Les américains ont Edward Abbey , nous nous avons Nicolas Hulot. D'un côté le rebelle flamboyant amoureux fou de la nature, de l'autre un auto-proclamé écologiste qui vient de signer un nouveau décret d'abattage de loups....D'un côté l'indomptable défenseur des derniers espaces vierges américains (heureusement qu'il est mort avant la découverte du gaz de schiste...) , de l'autre un personnage médiatique dont la fondation (censée préserver " la nature" est subventionnée par ceux-la même qu'Abbey aurait certainement combattu.

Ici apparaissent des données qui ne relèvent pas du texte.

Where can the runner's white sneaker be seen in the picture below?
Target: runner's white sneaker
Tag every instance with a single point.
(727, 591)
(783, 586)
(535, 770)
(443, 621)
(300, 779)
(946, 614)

Je sens bien que mes amis babeliens commencent, a ce stade de ma critique , à se poser quelques questions : qu'est-ce-qui lui prend au Brumaire ? qu'est-ce-que vient faire là-dedans l'ancien producteur d ' Ushuaïa ? hé hé...juste un petit prurit de fin d'année. Car bientôt nous allons avoir droit aux sondages sur les personnalités de l'année 2017, sur les français préférés des français....et d'y voir figurer cet écologiste en peau de lapin (comme toutes les années) , va me gâcher mes agapes du nouvel an .
Donc , " Désert solitaire".... Formidable bouquin , dont j'ai lu de magnifiques compte-rendus sur Babelio.
Abbey y relate ses expériences de ranger dans le Parc National des Arches en Utah, non loin de la ville mormone de Moab. Ce livre , comme tous les autres livres d'Abbey, vaut autant par les idées qu'il sous-tend que par les magnifiques pages de descriptions d'une nature presque inviolée. S'il fallait en revenir à notre beau et bien aimé pays (ne pas y voir de sarcasmes...) , les frères français d'Edward seraient indubitablement Sylvain Tesson et François Terrasson. Tesson bien sûr ! si semblable à Abbey , le même panache , la même violence, la même folie ; la même méfiance dans l'"Homme" et le progrès. Avec quand même une petite différence : dans le Grand Canyon , le soir, Abbey se défonce au thé quand Sylvain en Sibérie se morfle à la vodka 80°.....et puis François Terrasson qui a théorisé dans "La peur de la nature" l'implacable et irrémédiable combat que toujours l'homme livrera à la nature. Tout ce qui avalise les destructions d'aujourd'hui est déjà dans les gènes de l'Homo Erectus.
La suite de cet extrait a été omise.